Blueprints to BigQuery: A deep dive into large-scale spatial joins for building footprints
This blog post is a collaborative effort by Shammah & Darell van der Voort
At VIDA, handling millions of building footprints is part of our daily operations. There have been exciting developments over recent years with many building footprint datasets being published by various actors. Maxar, Google and Microsoft have all published continent-scale building footprints which have been transformative for many of our customers. These datasets provide comprehensive geographical data about the location of all buildings across entire nations - crucial information for many analytical tasks.
Recently, Microsoft released an updated building footprint dataset that covers large parts of the world. Each of these datasets has different coverage, and accuracy, and is based on different imagery dates. From our experience working across Africa and Asia, we've observed variations in data quality and significant discrepancies in coverage. To address this, we found it necessary to combine multiple building footprint datasets to create a more complete dataset for downstream analyses.
The specific challenge we faced was to combine the Google and Microsoft building footprints datasets. Our aim was to retain only those Microsoft footprints that didn't intersect with any Google footprint. Although this is straightforward for small datasets, this becomes computationally intensive at scale, especially for global datasets with several millions of rows. We used BigQuery’s distributed system to tackle this problem. Along the way we learned some interesting perks and features about BigQuery which we want to share.
Leveraging Spatial Clustering for Efficient Data Processing
To improve data processing efficiency, we started with spatial clustering. This method optimises tables based on building footprints, which we applied to both our tables.
Clustering tables on a geography column in BigQuery significantly reduces the amount of data read to serve a query. This makes queries not only cheaper but also faster when filtering on the clustering column.

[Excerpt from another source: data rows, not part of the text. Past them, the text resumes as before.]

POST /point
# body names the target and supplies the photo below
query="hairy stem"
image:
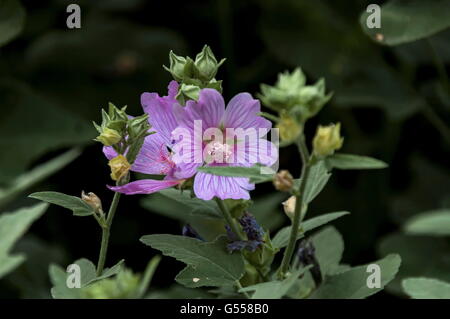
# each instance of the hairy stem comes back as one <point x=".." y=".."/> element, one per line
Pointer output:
<point x="298" y="216"/>
<point x="105" y="234"/>
<point x="229" y="219"/>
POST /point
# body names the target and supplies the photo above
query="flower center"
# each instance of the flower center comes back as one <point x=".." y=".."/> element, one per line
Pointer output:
<point x="216" y="152"/>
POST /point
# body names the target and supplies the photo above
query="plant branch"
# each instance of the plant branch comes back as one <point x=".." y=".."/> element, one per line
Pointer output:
<point x="105" y="233"/>
<point x="298" y="216"/>
<point x="229" y="219"/>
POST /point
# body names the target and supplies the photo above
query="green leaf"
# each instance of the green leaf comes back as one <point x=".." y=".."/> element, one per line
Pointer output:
<point x="267" y="210"/>
<point x="274" y="289"/>
<point x="209" y="264"/>
<point x="36" y="175"/>
<point x="433" y="223"/>
<point x="352" y="284"/>
<point x="350" y="161"/>
<point x="180" y="205"/>
<point x="58" y="277"/>
<point x="318" y="178"/>
<point x="426" y="288"/>
<point x="12" y="226"/>
<point x="329" y="247"/>
<point x="407" y="21"/>
<point x="148" y="275"/>
<point x="75" y="204"/>
<point x="12" y="20"/>
<point x="60" y="290"/>
<point x="282" y="237"/>
<point x="257" y="173"/>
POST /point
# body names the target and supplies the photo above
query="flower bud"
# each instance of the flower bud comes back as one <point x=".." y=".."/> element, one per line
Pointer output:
<point x="289" y="206"/>
<point x="188" y="92"/>
<point x="92" y="200"/>
<point x="283" y="181"/>
<point x="177" y="64"/>
<point x="108" y="137"/>
<point x="119" y="167"/>
<point x="138" y="126"/>
<point x="327" y="140"/>
<point x="288" y="128"/>
<point x="207" y="64"/>
<point x="291" y="94"/>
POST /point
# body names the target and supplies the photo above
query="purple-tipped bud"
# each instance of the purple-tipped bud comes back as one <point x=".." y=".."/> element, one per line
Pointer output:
<point x="306" y="256"/>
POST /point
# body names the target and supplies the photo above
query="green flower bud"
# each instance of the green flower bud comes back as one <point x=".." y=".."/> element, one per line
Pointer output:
<point x="283" y="181"/>
<point x="291" y="94"/>
<point x="289" y="206"/>
<point x="119" y="167"/>
<point x="327" y="140"/>
<point x="116" y="114"/>
<point x="177" y="64"/>
<point x="187" y="92"/>
<point x="289" y="129"/>
<point x="195" y="75"/>
<point x="92" y="200"/>
<point x="108" y="137"/>
<point x="207" y="64"/>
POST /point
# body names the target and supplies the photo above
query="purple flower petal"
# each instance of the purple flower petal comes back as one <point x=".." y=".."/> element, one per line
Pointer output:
<point x="241" y="112"/>
<point x="109" y="152"/>
<point x="153" y="158"/>
<point x="207" y="186"/>
<point x="256" y="151"/>
<point x="144" y="186"/>
<point x="160" y="111"/>
<point x="209" y="109"/>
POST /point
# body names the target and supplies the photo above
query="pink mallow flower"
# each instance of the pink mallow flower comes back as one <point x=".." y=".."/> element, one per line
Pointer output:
<point x="167" y="117"/>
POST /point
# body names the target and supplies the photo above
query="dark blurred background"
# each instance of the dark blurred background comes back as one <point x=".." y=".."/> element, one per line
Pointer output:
<point x="55" y="80"/>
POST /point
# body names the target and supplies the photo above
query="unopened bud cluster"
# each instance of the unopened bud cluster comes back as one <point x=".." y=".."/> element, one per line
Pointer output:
<point x="194" y="75"/>
<point x="327" y="140"/>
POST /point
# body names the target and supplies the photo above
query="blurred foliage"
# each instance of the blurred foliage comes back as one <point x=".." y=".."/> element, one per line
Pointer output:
<point x="393" y="103"/>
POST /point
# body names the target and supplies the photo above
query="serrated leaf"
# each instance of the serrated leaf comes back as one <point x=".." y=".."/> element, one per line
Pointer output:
<point x="75" y="204"/>
<point x="282" y="237"/>
<point x="12" y="20"/>
<point x="426" y="288"/>
<point x="37" y="174"/>
<point x="58" y="277"/>
<point x="407" y="21"/>
<point x="433" y="223"/>
<point x="350" y="161"/>
<point x="12" y="226"/>
<point x="352" y="284"/>
<point x="208" y="264"/>
<point x="257" y="173"/>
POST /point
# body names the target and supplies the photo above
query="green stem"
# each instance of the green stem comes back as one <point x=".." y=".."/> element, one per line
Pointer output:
<point x="437" y="122"/>
<point x="298" y="216"/>
<point x="105" y="234"/>
<point x="229" y="219"/>
<point x="239" y="286"/>
<point x="440" y="66"/>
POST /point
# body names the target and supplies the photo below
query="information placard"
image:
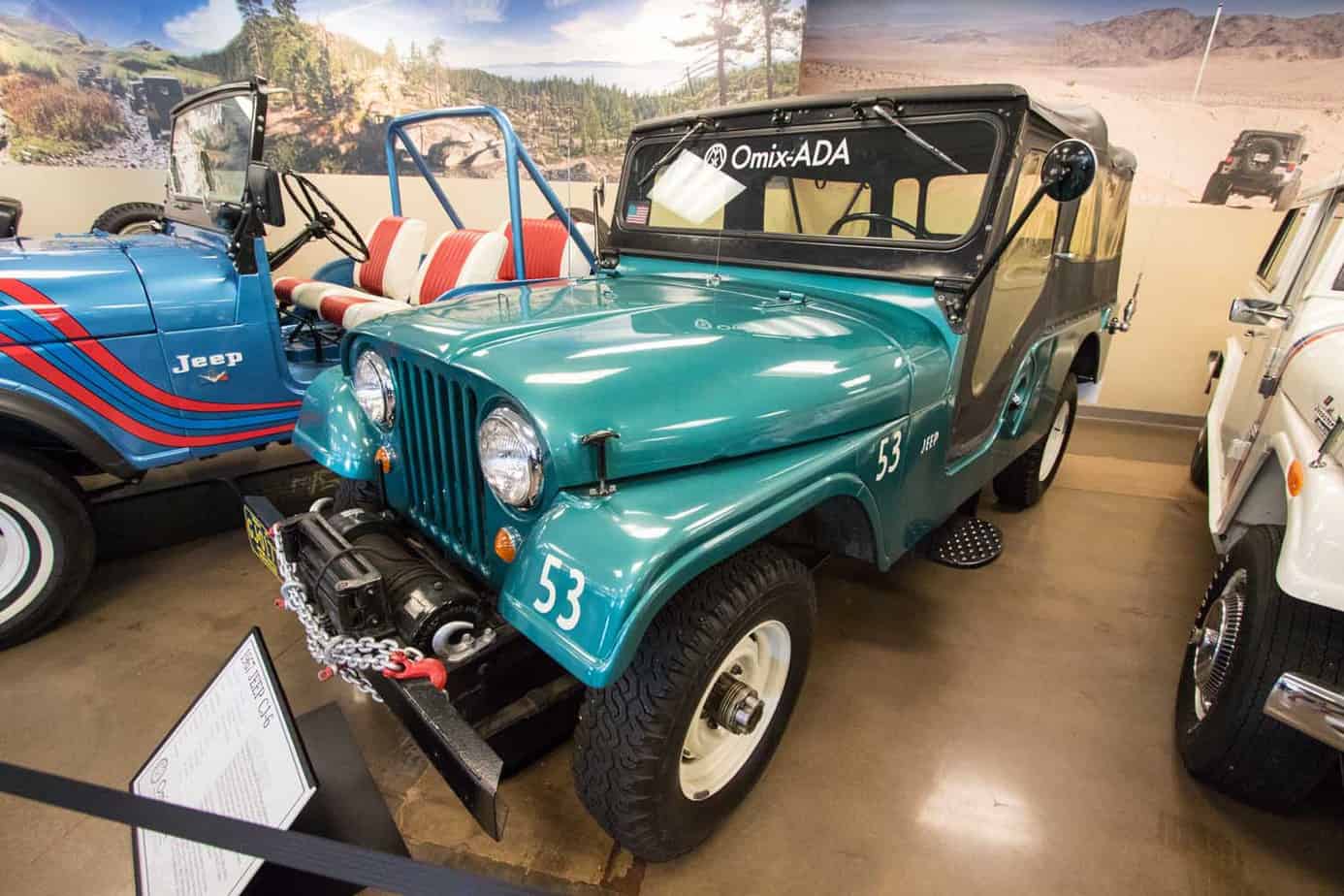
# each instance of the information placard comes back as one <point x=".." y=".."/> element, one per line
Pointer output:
<point x="234" y="752"/>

The inner workings of BigQuery's spatial clustering implementation are not publicly available. Hence, making direct comparisons with PostGIS and GeoPandas spatial indices is challenging. Nonetheless, we observed that it seemingly improves performance.
Another noteworthy aspect of BigQuery is that, unlike PostGIS, it doesn't offer the option to choose a clustering algorithm, and it doesn't support applying a spatial cluster in-place. Instead, a new table needs to be created. Despite this additional step, the process is simple::
CREATE
OR REPLACE TABLE {dataset}.{clustered_table} cluster by geometry AS
SELECT
*
FROM
{dataset}.{table}
Applying the clustering to a dataset containing 125 million building footprints took just 19 seconds, albeit with a 1-hour time slot consumed, and shuffled 73 GB of data
To showcase the performance improvement offered by spatial clustering, we ran a query on both clustered and unclustered tables from the Microsoft Google Building footprint dataset containing 125 million buildings:
SELECT
*
FROM
{dataset}.{building_footprints_table}
WHERE
ST_WITHIN(
geometry,
ST_GEOGFROMTEXT(
'POLYGON ((22.329426238516334 -5.77210375914855, 22.329426238516334 -6.127402332964067, 22.72180948050388 -6.127402332964067, 22.72180948050388 -5.77210375914855, 22.329426238516334 -5.77210375914855))'
)
)
The results were clear. The processing time went down from 7 seconds without clustering to 3 seconds with spatial clustering. This means it was more than twice as fast.
There were also big improvements in the use of processing resources. Without clustering, it took 1 minute and 30 seconds, while with spatial clustering, the time dropped to just 7 seconds. This means it was 13 times faster, saving 1 minute and 23 seconds.
In addition, the number of records looked at greatly decreased. Without clustering, we had to go through 31,830,668 records, but spatial clustering brought this number down to just 2,139,786 records - 15 times less, a decrease of over 93%.
Even with these big reductions in time and the number of records looked at, we still got 158K buildings. This shows how powerful and efficient spatial clustering techniques are in data analysis. It lets us handle big datasets more efficiently, saving both time and computing power.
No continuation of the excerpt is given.